5) Una función de descrédito. Un punto importante: estos diálogos, que se cree que son una forma de presionar a los oponentes, son selectivos. A la vez que sirven  para incluir a algunos grupos, también intentan excluir a otros. Al enfatizar el “consenso” como el objetivo del “diálogo”, el punto es desacreditar cualquier política de disensión, etiquetando implícitamente a “grupos que no participan en discusiones directas orientadas al consenso con la industria como  “confrontacionales”, “incapaces de dialogar” y, en última instancia, como “indignos” de participar en los procesos democráticos de toma de decisiones”. Esto significa trazar una línea de demarcación entre aquellos que están dispuestos a dialogar y el resto — transformando a algunos en tus satélites y desacreditando a los demás. Pueden ser reprimidos con mayor facilidad cuando han sido presentados como fuera del logos.

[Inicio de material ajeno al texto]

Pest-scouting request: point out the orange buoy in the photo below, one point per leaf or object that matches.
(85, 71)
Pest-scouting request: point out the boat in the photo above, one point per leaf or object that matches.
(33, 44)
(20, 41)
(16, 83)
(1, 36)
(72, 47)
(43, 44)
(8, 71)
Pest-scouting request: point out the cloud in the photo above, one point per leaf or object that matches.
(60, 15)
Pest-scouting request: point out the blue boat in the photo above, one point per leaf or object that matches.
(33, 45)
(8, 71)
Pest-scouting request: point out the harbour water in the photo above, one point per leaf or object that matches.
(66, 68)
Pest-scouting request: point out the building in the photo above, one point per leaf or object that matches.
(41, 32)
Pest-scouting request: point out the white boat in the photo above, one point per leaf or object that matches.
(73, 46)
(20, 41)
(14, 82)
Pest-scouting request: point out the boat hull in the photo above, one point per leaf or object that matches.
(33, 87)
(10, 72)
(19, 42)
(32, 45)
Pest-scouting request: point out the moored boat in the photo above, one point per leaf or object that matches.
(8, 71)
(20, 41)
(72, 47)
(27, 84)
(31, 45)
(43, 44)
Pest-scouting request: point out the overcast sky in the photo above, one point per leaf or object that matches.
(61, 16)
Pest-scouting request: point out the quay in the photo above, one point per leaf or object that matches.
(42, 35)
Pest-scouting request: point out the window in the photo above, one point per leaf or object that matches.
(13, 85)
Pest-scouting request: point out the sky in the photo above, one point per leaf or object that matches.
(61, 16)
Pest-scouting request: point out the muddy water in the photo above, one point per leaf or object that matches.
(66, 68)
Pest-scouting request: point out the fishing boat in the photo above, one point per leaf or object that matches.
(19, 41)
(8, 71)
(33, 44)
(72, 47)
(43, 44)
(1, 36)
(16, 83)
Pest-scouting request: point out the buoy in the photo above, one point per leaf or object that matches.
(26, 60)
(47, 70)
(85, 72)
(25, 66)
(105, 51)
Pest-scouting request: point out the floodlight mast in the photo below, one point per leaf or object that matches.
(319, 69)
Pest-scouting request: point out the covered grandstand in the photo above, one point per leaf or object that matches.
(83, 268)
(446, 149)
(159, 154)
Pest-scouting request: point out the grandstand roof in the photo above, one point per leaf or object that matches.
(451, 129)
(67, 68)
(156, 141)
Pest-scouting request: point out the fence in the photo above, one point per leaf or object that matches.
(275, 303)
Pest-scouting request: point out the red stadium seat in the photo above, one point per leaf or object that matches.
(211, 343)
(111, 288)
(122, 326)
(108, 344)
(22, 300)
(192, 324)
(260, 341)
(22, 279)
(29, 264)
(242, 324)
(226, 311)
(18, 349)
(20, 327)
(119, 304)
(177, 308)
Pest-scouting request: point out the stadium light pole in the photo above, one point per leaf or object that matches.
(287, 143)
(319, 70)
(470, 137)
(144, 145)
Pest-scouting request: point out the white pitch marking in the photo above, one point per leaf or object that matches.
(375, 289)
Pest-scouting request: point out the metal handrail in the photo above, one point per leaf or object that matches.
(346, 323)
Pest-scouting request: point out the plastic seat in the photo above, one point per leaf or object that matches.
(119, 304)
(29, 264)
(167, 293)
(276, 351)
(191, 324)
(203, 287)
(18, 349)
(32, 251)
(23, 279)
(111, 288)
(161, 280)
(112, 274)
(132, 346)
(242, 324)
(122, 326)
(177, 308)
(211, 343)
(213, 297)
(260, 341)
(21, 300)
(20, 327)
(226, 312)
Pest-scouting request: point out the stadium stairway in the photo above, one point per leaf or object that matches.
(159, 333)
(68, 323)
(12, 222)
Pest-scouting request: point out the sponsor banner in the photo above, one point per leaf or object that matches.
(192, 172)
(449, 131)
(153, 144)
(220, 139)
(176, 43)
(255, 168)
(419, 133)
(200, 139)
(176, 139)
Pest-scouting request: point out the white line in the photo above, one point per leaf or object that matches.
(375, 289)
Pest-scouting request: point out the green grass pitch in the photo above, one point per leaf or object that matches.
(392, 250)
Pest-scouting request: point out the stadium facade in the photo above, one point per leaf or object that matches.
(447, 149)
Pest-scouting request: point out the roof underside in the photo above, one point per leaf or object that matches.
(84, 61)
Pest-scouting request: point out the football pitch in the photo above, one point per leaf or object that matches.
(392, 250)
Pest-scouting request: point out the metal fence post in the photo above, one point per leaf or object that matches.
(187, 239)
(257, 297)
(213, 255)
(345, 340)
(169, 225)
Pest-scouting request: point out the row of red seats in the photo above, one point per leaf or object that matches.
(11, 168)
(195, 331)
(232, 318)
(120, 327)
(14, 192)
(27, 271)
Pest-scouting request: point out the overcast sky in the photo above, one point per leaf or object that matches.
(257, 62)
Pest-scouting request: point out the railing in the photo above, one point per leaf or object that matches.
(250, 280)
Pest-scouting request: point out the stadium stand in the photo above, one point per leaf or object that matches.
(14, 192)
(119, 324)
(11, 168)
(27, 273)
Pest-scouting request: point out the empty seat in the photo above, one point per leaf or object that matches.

6) Una función de legitimación. Al dialogar con ONGs que disfrutan de un gran aura de respetabilidad, las empresas además se benefician de las “transferencias de imagen”. Las grandes empresas relativamente desprovistas de capital reputacional pueden aspirar a adquirirlo de sus detractores, sobre todo porque estos últimos se encuentran en una posición completamente diferente, que favorece las sinergias: escaso capital económico pero un alto grado de poder para otorgar aprobación simbólica. Sobre la base de esta asimetría, se pueden crear relaciones de cooptación cruzada. Del diálogo, la gente pasará a la colaboración y la asociación, con el objetivo de formar coaliciones bajo el dominio empresarial.

De este modo, se desarrollan “nuevas estrategias corporativas para hacer frente a las turbulencias creadas por los críticos”. Más allá de las maniobras reactivas destinadas a la gestión inmediata de las crisis manifiestas, será cada vez más una cuestión de anticipar, de desarrollar un “enfoque sistemático y proactivo de la crítica”.


 

Extraído de Grégoire Chamayou, The Ungovernable Society. Una genealogía del neoliberalismo autoritario , traducido al inglés por Andrew Brown.

 Las notas a pie de página y las referencias se han omitido en esta edición en línea, pero se pueden encontrar en la versión impresa.